Causes of liver disease:

1. Ragwort poisoning- Toxins in ragwort damage the liver irreversibly. The toxins accumulate by low level ingestion over months or years and so signs are often seen years after the plant was eaten. Because the liver can continue to function normally with up to half of it damaged the disease is often advanced before any signs are seen. At this point treatment is very difficult and often not effective. It is important to pull up or spray all ragwort on a pasture - prevention is better than cure!
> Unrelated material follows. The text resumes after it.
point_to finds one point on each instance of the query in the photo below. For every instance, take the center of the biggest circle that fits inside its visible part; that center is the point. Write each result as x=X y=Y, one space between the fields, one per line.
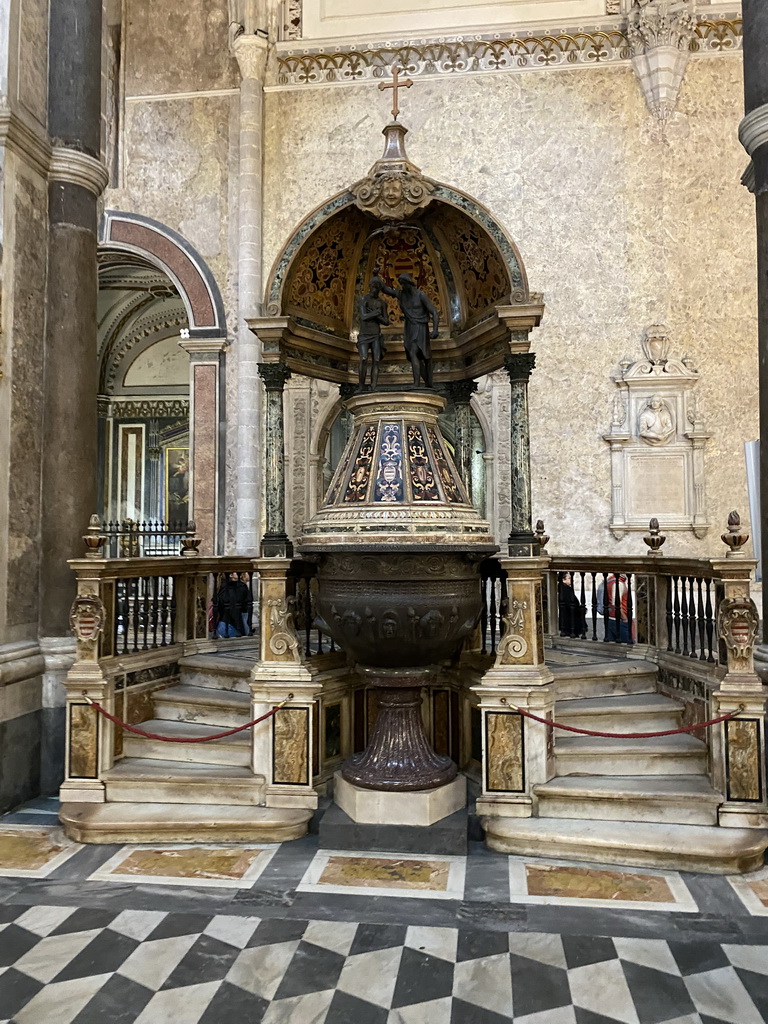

2. Hyperlipaemia- Seen most often in fat ponies and donkeys hyperlipaemia occurs when the animal goes into a state of "negative energy balance" following a period of starvation or not eating. The result is excess fat in the circulation which accumulates first in the liver, causing degeneration. If effective treatment is not started immediately it can lead to multiple organ failure and death.
3. Hepatitis- Simply meaning inflammation of the liver. It can be caused by a number of things including toxins, bacteria or viruses. The liver cells are destroyed by the inflammation and replaced by scar tissue, therefore reducing the capacity of the liver to function. Since we know the liver can function normally with only half a healthy liver the damage is usually very severe before we see clinical signs.

Treatment:
Where the initial cause is known treatment may consist of steroids to reduce inflammation and antibiotics where a bacterial infection is suspected. Liver supplements containing Silybin derived from Milk Thistle, vitamin B and E are known to support hepatic function until the liver can be regenerated or to aid the remaining healthy tissue to function well. Feeding a diet low in protein and fat and high in starch is recommended. Feeding this diet little and often where possible is helpful to stabilise glucose levels. It is a good idea to speak to a nutritionist at one of the feed companies who will be able to recommend the best diet.